Die Lavaprismenwand am Gangolfsberg

Geröllschuttwald auf dem Kreuzberg (hauptsächlich alte Ebereschen)

Und damit komme ich abschließend endlich zur versprochenen Zerstörung dieser Bilder: Kill your darling. Am späten Nachmittag fuhr mich meine Schwester heute nach Fulda, zum Zug nach Berlin.
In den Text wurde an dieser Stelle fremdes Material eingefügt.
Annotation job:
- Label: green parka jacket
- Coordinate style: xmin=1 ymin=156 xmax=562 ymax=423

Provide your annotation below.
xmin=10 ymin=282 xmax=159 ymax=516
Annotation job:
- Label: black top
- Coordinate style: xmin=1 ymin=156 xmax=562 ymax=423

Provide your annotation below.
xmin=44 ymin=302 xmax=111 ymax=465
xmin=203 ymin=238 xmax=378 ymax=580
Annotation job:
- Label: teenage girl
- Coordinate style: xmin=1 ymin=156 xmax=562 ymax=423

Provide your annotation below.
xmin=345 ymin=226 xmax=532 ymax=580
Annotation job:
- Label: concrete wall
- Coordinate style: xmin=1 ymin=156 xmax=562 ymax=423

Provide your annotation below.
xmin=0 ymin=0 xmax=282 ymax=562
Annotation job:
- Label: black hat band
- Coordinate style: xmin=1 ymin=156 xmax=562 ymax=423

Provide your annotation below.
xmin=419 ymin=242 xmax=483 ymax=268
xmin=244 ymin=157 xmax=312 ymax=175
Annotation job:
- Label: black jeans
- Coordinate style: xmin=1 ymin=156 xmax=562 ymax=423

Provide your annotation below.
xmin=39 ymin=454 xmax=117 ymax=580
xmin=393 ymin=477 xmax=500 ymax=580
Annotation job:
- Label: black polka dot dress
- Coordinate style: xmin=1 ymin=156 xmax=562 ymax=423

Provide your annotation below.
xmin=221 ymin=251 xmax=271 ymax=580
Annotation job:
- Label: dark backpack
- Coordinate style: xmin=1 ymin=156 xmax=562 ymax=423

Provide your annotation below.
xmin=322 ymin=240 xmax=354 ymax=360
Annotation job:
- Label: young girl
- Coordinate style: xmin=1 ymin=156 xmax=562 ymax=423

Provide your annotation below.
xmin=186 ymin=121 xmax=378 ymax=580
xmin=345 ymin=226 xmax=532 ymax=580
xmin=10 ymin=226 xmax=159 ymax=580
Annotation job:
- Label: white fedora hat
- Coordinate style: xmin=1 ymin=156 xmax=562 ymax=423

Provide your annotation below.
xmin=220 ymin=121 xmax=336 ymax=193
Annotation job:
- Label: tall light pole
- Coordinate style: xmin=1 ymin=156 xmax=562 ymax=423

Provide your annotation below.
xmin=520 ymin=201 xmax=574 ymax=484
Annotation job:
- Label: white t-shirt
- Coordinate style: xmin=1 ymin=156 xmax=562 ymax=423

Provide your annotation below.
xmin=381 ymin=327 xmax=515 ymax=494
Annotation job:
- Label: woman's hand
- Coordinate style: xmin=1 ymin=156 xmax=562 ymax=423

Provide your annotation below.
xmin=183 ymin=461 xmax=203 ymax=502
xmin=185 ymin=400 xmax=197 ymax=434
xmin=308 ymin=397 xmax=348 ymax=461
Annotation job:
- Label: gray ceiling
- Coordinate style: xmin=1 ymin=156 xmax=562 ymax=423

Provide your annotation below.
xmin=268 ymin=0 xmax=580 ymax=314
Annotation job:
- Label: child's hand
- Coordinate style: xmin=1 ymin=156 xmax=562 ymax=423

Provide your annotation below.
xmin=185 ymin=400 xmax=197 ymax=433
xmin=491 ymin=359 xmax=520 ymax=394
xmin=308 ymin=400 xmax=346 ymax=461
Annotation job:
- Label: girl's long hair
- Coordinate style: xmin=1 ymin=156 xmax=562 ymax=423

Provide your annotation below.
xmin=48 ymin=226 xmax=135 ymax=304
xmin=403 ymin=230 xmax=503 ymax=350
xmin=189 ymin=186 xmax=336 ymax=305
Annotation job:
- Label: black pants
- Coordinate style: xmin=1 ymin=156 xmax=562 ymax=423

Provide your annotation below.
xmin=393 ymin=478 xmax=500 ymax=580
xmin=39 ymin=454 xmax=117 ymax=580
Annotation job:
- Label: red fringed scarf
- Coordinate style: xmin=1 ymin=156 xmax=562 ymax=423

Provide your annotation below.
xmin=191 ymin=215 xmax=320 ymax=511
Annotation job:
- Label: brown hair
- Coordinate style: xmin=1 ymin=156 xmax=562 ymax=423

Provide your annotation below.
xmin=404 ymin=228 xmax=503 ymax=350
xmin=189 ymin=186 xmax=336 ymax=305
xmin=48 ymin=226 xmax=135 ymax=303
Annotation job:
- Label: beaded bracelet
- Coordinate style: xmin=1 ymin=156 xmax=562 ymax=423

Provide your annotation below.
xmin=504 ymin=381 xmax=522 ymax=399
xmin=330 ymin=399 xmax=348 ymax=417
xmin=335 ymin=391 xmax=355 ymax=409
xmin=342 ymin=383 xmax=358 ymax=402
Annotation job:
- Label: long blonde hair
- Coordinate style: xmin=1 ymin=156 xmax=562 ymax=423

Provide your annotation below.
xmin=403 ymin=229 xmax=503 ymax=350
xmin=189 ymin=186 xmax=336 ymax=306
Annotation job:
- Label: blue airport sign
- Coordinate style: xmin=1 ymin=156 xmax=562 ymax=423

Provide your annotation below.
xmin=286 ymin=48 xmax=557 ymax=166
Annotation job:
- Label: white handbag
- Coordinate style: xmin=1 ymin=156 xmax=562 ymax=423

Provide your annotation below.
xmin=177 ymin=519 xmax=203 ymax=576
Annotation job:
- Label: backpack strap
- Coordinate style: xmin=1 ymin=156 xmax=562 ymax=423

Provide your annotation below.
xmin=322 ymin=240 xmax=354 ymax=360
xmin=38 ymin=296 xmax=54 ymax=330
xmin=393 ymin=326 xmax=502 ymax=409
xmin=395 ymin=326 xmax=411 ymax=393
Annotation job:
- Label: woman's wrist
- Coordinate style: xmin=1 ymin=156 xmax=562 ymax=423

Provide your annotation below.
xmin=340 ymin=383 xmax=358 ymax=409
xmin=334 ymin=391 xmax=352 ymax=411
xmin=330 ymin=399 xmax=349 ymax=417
Ohne, dass ich ihr von meinen Betrachtungen erzählt hätte (als Zwillingsschwester weiß sie im Großen und Ganzen, was ich in den Wäldern treibe), machte es auf dem kurzen Autobahnstück irgendwann unhörbar „Platsch“. Sie deutete auf die Windschutzscheibe und sagte, unvermittelt heraus aus einer politischen Tirade über die neu verkündete Minister-Show: „Ein Insekt!“. Von dem Insekt war nur ein weißlicher, organischer Fleck übrig. Sie sinnierte, dass es doch denkwürdig sei, wie wenig die Windschutzscheibe angesichts des fortgeschrittenen Frühlingswetters verschmutzt ist. Ich dachte sofort an einen Beitrag namens Morbide Wiesen auf dem „alten Blog“: „Nichts summt, zurrt, zischt, ssssst, sticht, nervt, stört. And no birds sing.“ Tatsächlich kann man auf den Bildern, die ich hier gepostet habe, sehen, dass es von Insekten alles andere als wimmelt. Auf einer Pusteblume begegnete mir eine Raubwanze; hie und da ein paar kleinere Fliegen; aber ansonsten, obwohl ich sehr auf fotografierbare Insekten gewartet habe: keine Insekten. Ich muss dazu sagen, dass bestes Wetter herrschte, mit Insekten wäre also zu rechnen gewesen. Doch abgesehen von den zahlreichen Zecken auf dem Fell des Minihunds: Fehlanzeige.